Yeah, tis unforetunate. Boot into Vista again and back things up, or else, use something to merge some partitions, or better yet, grab an old hard drive and stick it in the PC.
Ubuntu is worth using, and worth the trouble imo. The installer shouldn't run into any more problems though.


----------



## Casheti (May 16, 2007)

I have a 20GB IDE but my DVD drive is also IDE so I can't use both at the same time...


----------



## Deleted member 3 (May 16, 2007)

You can change partition type using tools like Partition magic. ie from primary to extended. 
Also, you know Linux doesn't write NTFS right?


----------



## Casheti (May 16, 2007)

Yep.


----------



## Solaris17 (May 16, 2007)

you could fix this by getting partition magic i think i included it on my utility cd if i didnt hit me up what you can do is (well youll need to format) but set some of your partitions to logical that might fix the problem at least i see that as a fix also if you want to get ride of linux format using partition magic then use the fixboot and fixmbr cammands from the xp disk. then use partition magic to set up the linux one and the other you wanted only this time set them to logical that should fix the prob.


----------



## ktr (May 17, 2007)

DanTheBanjoman said:


> You can change partition type using tools like Partition magic. ie from primary to extended.
> Also, you know Linux doesn't write NTFS right?



you can write to ntfs with a simple program found in add/remove.

edit: the program name is "NTFS Configuration Tool", just search for "ntfs" in add/remove. http://www.ntfs-3g.org/


----------



## Casheti (May 17, 2007)

Well I think I'll stay away from Linux for now then


----------



## DIBL (May 17, 2007)

Casheti said:


> Well I think I'll stay away from Linux for now then



It's not that bad -- just a few new things to learn and a few Windows things to forget ...  

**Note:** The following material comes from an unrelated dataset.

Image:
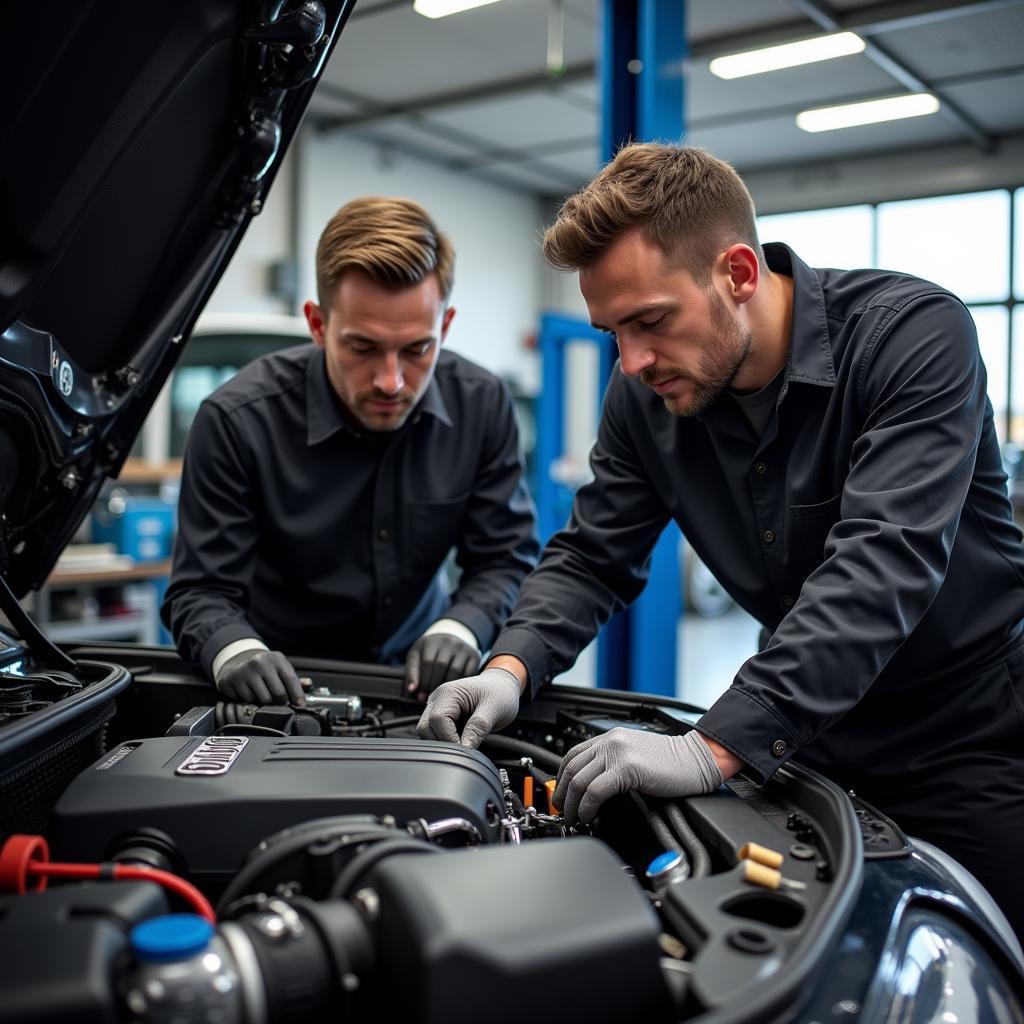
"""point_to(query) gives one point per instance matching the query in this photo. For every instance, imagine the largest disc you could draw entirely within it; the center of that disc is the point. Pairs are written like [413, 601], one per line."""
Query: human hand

Here's great information on how to do partitioning: http://www.psychocats.net/ubuntu/partitioning

A really good tool (and free) to do your partitioning and resizing is GParted Live CD -- get it here: http://gparted.sourceforge.net/livecd.php

It is true that each hard drive only gets to have 4 primary partitions.  But you can have numerous extended partitions within a primary partition.


----------



## Casheti (May 17, 2007)

Well I don't have enough room to make any more partitions.. and how can I make an extended?


----------



## DIBL (May 17, 2007)

Casheti -- assuming you just made that 4th partition and it is empty, you need to (a) review the material in the first link I gave you, and then (b) delete that 4th partition, which will automatically combine it with the "unusable" space, and then make all of the remaining space your 4th primary partition, and install Linux in that one, using extended partitions for /, /home, and /[swap].

If none of your existing partitions are empty, then I'm not sure how to advise you -- you're going to have to backup the data in one of them in order to re-use it.

Also, you don't want ntfs as the filesystem for Linux -- ext3 is fine, or reiserfs.


----------



## ktr (May 17, 2007)

In ntfs, you can only have 4 partition on a single hdd, that is why linux wont let you partition a new one, reguardless of another format.


----------



## NinkobEi (May 17, 2007)

eh to heck with partitions, I say. its much easier to keep your drive one big chunk. although I dont recommend defragging it while you go to the movie..


----------



## DIBL (May 18, 2007)

ktr said:


> In ntfs, you can only have 4 partition on a single hdd, that is why linux wont let you partition a new one, reguardless of another format.



The "only 4 primary partitions per hard drive" rule is not a ntfs issue, it is a BIOS limit (says here). So it's a limit for any OS on your Intel or AMD platform.


----------